La CAIDP existe depuis l’adoption de la loi ivoirienne d’accès à l’information en 2013. À l’époque, seuls 11 pays africains disposaient d’une loi d’accès à l’information, dont deux lois en Afrique du Sud. Depuis, une dizaine de pays de la région ont adopté un tel système, emboîtant le pas à la Côte d’Ivoire.
Alors que le droit ivoirien ne conférait au citoyen « aucun droit de réclamer la communication d’un document public », désormais toute personne qui souhaite accéder aux informations et documents publics « adresse une demande écrite à l’organisme concerné dans laquelle il décline son identité et ses fonctions. », explique Souleymane Bamba, directrice des affaires juridiques et du contentieux de la CAIDP.
Un détail important, car la loi accorde une plus grande importance aux demandes des journalistes en termes de délai de réponse.
« Les demandes des chercheurs et des journalistes professionnels sont traitées en quinze jours, par rapport à trente jours pour les citoyens ordinaires », explique la directrice juridique de la CAIDP.

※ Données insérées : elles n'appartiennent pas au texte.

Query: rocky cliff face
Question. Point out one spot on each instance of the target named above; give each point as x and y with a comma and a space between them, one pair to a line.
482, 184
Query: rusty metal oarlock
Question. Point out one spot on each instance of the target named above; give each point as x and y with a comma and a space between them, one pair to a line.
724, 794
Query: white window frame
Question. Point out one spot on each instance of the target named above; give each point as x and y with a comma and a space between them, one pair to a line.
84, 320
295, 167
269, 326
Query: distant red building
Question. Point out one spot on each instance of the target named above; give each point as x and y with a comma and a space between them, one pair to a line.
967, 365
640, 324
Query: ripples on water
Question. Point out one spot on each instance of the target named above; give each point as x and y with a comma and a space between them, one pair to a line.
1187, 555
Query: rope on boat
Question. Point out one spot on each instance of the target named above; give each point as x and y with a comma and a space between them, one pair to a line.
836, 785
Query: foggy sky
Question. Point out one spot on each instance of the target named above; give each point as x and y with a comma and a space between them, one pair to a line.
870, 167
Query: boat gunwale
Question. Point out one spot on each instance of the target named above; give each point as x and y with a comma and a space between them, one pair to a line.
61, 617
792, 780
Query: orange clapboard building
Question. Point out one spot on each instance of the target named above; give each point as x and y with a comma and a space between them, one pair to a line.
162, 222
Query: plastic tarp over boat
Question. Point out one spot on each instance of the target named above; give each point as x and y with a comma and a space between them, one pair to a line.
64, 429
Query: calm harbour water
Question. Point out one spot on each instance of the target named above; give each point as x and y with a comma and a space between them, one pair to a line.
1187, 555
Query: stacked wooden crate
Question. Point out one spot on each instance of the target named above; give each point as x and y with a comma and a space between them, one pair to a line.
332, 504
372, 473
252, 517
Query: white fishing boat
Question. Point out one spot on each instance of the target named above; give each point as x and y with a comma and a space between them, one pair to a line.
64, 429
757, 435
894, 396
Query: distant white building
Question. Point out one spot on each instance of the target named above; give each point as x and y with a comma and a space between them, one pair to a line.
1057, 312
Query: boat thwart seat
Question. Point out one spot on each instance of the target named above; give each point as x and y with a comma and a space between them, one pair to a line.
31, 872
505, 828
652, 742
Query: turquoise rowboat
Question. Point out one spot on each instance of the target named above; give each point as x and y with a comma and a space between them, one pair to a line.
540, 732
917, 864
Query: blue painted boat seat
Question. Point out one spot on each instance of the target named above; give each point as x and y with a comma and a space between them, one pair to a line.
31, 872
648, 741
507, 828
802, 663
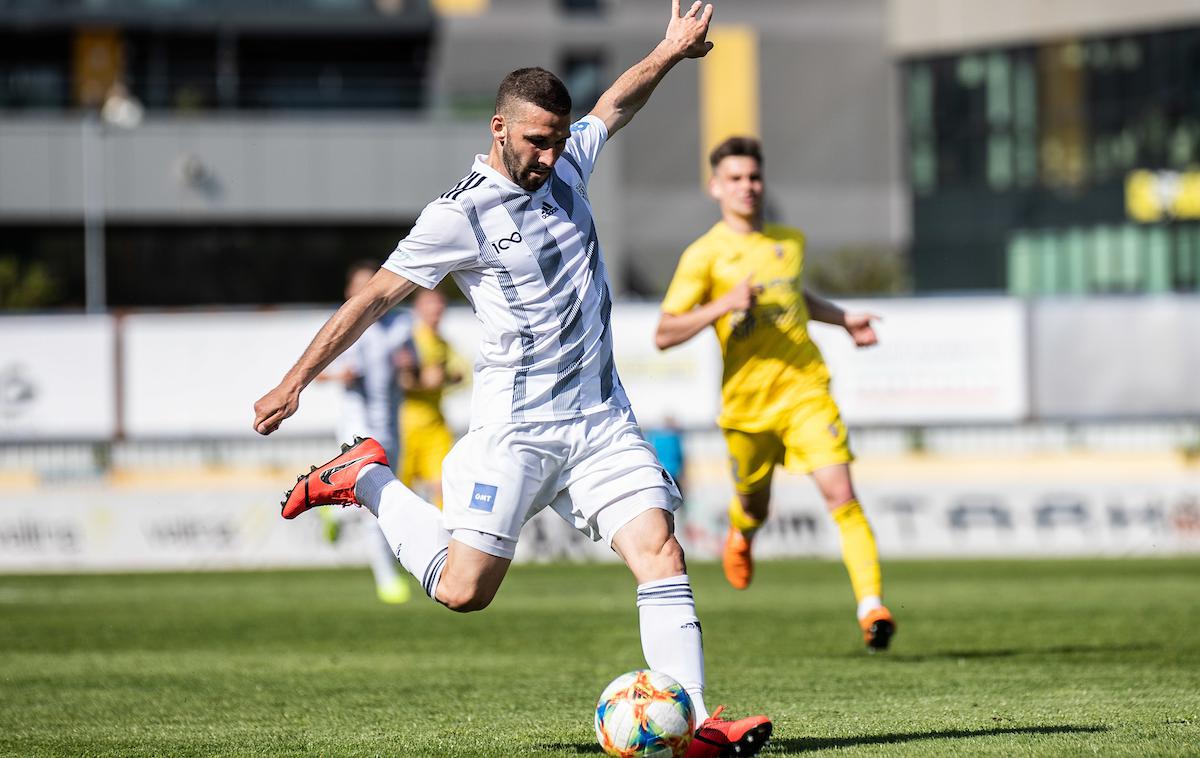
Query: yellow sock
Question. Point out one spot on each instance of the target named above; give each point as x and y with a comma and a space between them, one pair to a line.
742, 521
858, 551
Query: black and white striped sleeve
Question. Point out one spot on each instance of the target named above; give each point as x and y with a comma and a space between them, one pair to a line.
441, 242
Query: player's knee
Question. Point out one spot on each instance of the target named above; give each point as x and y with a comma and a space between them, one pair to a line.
465, 600
659, 561
465, 596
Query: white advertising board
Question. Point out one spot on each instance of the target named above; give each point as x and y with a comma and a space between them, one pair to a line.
57, 378
939, 360
106, 528
198, 374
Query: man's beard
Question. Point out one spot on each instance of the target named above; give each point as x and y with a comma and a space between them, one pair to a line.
520, 174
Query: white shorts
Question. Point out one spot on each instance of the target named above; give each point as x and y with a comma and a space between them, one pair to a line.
598, 473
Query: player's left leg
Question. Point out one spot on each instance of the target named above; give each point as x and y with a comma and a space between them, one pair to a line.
817, 441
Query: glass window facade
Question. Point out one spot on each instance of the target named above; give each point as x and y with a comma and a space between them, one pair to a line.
1019, 161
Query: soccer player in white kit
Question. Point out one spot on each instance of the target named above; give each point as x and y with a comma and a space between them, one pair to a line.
551, 423
370, 373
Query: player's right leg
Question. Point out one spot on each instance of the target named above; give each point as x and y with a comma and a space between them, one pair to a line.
753, 458
671, 632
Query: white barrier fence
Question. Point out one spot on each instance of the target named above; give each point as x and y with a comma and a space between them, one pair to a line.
210, 527
180, 376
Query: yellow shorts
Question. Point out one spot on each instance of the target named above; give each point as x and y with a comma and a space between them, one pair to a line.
811, 438
425, 446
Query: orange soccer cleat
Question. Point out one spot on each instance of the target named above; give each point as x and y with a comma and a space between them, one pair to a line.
334, 482
877, 629
718, 738
736, 559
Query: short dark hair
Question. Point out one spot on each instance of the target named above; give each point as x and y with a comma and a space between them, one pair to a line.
748, 146
537, 86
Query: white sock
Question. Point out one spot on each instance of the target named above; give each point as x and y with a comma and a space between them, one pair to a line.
412, 525
383, 560
671, 637
868, 605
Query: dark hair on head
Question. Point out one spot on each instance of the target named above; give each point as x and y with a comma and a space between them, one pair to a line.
748, 146
361, 265
537, 86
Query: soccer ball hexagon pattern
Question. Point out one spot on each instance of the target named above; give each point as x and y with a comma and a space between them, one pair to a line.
645, 714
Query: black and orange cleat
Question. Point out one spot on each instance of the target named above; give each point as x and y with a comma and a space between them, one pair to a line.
879, 627
718, 738
736, 560
334, 482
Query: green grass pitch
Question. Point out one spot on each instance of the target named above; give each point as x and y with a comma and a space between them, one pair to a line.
991, 657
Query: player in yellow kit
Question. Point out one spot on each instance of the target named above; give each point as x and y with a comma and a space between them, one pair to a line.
744, 277
427, 437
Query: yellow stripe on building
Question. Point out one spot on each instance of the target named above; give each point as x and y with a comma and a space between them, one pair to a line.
460, 7
729, 89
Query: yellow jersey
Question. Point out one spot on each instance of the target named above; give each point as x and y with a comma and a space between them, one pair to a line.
424, 407
771, 364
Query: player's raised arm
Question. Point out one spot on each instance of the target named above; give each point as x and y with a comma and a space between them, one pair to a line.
381, 294
684, 38
857, 324
678, 328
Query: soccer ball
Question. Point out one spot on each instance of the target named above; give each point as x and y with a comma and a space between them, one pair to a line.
645, 714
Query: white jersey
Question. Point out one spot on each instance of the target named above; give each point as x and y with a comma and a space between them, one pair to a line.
371, 404
531, 265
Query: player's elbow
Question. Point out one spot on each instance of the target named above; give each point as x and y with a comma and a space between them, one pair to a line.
663, 341
663, 336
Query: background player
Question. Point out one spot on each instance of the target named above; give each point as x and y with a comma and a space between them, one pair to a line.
426, 434
744, 278
551, 425
371, 372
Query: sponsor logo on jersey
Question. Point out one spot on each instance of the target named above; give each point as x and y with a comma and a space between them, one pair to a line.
505, 242
483, 498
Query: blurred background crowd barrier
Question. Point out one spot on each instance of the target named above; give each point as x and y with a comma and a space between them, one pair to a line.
987, 426
1015, 187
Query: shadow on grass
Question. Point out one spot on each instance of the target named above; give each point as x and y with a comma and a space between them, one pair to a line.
805, 744
1005, 653
808, 744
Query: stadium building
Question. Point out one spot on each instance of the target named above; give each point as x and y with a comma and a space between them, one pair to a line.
315, 131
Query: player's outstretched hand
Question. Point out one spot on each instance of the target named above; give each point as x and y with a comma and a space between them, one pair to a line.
861, 330
273, 408
688, 31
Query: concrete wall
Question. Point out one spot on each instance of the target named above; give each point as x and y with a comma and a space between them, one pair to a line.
925, 26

La commission a le pouvoir d’imposer « des amendes ou des pénalités », mais elle préfère ne pas recourir à des sanctions. Bamba explique qu’elle a préféré « privilégier une méthode pédagogique qui consiste, dans les cas où les organismes publics en question n’ont pas été formés aux dispositions légales relatives à l’accès à l’information, à leur expliquer quel dispositif en leur rappelant les obligations que la loi leur impose. » « Dans la quasi-totalité des cas qui nous sont parvenus, les organismes publics se sont mis en conformité », affirme la directrice juridique.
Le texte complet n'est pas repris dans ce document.